There was some vigorous push back from the advisers interviewed for the article. In our opinion, only two of them gave the right answer: 

Tim Kochis, founder of Aspiriant LLC, a San Francisco-based RIA…has no problem with the adjusted exam procedures, or its focus on custody.

“The SEC and other regulators are doing well to look at issues like this, rather than on the fill-in-the-blank, check-the box inspection regime,” he said. “If this changes to more in-depth exams, I think that would be great."

Mr. Kochis said he would not be concerned if an examiner calls a client, noting that accounting firms that audit his company check at times with clients selected at random to verify certain records.

And

“I think it’s great,” said William Stockwell… “Absolutely anything that can be done to verify and reassure clients is a good thing…”
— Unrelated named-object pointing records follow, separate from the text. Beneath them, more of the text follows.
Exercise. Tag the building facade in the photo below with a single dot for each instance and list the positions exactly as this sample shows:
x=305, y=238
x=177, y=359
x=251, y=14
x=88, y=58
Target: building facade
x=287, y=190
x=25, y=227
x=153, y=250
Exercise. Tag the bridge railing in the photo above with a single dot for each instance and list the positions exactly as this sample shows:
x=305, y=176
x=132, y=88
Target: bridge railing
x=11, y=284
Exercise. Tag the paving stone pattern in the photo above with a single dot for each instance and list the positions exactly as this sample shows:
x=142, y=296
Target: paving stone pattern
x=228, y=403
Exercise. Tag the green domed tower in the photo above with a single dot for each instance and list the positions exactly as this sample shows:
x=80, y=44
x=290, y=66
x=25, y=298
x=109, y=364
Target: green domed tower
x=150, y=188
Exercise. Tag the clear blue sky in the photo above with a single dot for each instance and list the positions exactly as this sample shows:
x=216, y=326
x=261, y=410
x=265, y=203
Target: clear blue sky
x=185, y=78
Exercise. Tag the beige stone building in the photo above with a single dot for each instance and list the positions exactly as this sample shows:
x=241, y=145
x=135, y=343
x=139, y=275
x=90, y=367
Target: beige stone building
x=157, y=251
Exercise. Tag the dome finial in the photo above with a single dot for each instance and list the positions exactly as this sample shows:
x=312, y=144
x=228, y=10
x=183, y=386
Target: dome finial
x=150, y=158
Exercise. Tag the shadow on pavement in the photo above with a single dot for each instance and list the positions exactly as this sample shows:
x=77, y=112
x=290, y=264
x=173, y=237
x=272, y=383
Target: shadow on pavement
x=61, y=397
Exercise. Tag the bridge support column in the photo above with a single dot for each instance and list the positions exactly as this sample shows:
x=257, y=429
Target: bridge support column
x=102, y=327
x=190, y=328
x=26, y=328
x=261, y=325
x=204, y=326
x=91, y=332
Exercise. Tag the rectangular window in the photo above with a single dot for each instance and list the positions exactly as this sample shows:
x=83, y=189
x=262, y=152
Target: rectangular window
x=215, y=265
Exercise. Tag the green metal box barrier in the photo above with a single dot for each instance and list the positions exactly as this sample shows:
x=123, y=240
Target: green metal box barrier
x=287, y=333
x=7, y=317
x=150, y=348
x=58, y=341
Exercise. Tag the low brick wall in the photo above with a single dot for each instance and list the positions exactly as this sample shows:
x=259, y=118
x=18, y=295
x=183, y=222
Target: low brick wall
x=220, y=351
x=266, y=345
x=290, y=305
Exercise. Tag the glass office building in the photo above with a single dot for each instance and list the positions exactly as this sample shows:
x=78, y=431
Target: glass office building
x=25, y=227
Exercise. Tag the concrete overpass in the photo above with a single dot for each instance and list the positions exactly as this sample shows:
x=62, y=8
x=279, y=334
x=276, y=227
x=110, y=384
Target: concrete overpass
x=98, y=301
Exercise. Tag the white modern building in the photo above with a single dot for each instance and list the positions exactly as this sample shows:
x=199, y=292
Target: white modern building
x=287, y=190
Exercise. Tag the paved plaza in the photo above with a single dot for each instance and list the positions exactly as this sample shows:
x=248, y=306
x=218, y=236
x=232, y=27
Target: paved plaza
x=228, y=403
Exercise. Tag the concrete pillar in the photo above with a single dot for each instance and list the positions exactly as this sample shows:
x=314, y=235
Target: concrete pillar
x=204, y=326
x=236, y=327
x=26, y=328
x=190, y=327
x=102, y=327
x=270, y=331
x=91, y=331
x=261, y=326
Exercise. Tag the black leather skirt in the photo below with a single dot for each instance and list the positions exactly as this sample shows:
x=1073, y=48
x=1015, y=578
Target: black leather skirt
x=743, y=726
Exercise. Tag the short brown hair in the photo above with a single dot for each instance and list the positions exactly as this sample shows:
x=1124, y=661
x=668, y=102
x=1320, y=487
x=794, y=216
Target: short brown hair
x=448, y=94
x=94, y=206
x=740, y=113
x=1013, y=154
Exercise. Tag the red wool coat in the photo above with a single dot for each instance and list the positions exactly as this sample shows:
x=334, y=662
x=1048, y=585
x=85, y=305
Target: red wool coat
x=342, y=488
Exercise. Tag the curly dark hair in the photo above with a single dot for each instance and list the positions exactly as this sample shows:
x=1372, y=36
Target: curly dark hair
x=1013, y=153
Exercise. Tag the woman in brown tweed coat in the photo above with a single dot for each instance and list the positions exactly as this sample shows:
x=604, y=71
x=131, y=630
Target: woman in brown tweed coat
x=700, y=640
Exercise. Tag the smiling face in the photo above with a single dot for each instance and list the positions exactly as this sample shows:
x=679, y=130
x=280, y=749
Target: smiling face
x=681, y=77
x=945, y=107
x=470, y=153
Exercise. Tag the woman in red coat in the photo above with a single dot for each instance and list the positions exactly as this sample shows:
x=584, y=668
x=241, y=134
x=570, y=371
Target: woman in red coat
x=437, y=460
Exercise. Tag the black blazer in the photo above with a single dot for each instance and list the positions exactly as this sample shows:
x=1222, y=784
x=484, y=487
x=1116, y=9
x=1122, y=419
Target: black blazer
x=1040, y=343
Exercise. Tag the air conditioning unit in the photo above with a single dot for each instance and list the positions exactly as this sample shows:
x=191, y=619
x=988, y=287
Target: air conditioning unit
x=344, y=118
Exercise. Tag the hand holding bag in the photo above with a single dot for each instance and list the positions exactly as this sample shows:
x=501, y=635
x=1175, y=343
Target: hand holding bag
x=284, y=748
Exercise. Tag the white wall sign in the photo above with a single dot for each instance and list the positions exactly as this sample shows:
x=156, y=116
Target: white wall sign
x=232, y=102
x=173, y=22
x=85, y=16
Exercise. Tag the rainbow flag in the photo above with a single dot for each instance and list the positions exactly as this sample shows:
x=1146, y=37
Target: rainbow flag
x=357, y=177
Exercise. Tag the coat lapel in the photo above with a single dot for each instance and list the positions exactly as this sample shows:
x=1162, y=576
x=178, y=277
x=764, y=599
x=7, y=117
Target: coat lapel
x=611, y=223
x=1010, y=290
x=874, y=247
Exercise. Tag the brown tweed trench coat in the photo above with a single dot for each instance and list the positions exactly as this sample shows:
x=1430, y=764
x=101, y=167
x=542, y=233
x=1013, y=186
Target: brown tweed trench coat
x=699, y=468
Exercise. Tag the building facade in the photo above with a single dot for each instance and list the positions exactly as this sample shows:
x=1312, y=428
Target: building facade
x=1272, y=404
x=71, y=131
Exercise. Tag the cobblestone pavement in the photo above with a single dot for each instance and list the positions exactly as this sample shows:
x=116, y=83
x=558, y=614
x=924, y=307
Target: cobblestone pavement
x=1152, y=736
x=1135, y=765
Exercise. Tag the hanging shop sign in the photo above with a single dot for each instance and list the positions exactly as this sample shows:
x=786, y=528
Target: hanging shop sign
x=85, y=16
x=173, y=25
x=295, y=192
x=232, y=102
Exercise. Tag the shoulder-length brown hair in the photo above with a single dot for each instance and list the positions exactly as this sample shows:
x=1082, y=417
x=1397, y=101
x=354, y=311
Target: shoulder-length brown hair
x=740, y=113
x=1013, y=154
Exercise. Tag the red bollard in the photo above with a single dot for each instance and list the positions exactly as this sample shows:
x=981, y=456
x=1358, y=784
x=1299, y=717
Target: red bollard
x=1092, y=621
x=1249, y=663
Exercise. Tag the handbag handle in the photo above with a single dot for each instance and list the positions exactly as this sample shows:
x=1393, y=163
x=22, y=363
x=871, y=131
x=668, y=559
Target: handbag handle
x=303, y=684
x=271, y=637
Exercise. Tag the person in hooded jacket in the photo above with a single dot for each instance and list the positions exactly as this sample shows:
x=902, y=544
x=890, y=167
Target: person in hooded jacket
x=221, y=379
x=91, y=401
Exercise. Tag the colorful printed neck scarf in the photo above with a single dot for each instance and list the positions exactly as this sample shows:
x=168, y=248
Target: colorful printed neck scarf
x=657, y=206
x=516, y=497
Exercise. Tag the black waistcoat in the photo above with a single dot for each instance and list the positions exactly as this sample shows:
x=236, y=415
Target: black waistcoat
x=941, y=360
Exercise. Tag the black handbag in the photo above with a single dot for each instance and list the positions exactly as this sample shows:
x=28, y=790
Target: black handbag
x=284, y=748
Let’s be clear: if you’re running your practice the right way, you will have nothing to hide. Not only that, but you will also be adept at winning and keeping your clients’ trust, whoever they may talk to, and a big part of that is (obviously) open and effective communication. Let your clients know that the SEC is instituting this tactic into its auditing practices – it’s really not a big deal. And as Kochis and Stockwell both note, more effective regulation and consumer protection can only strengthen the industry. If an individual practice would be weakened by regulators speaking with clients, well…that raises some red flags, in our view.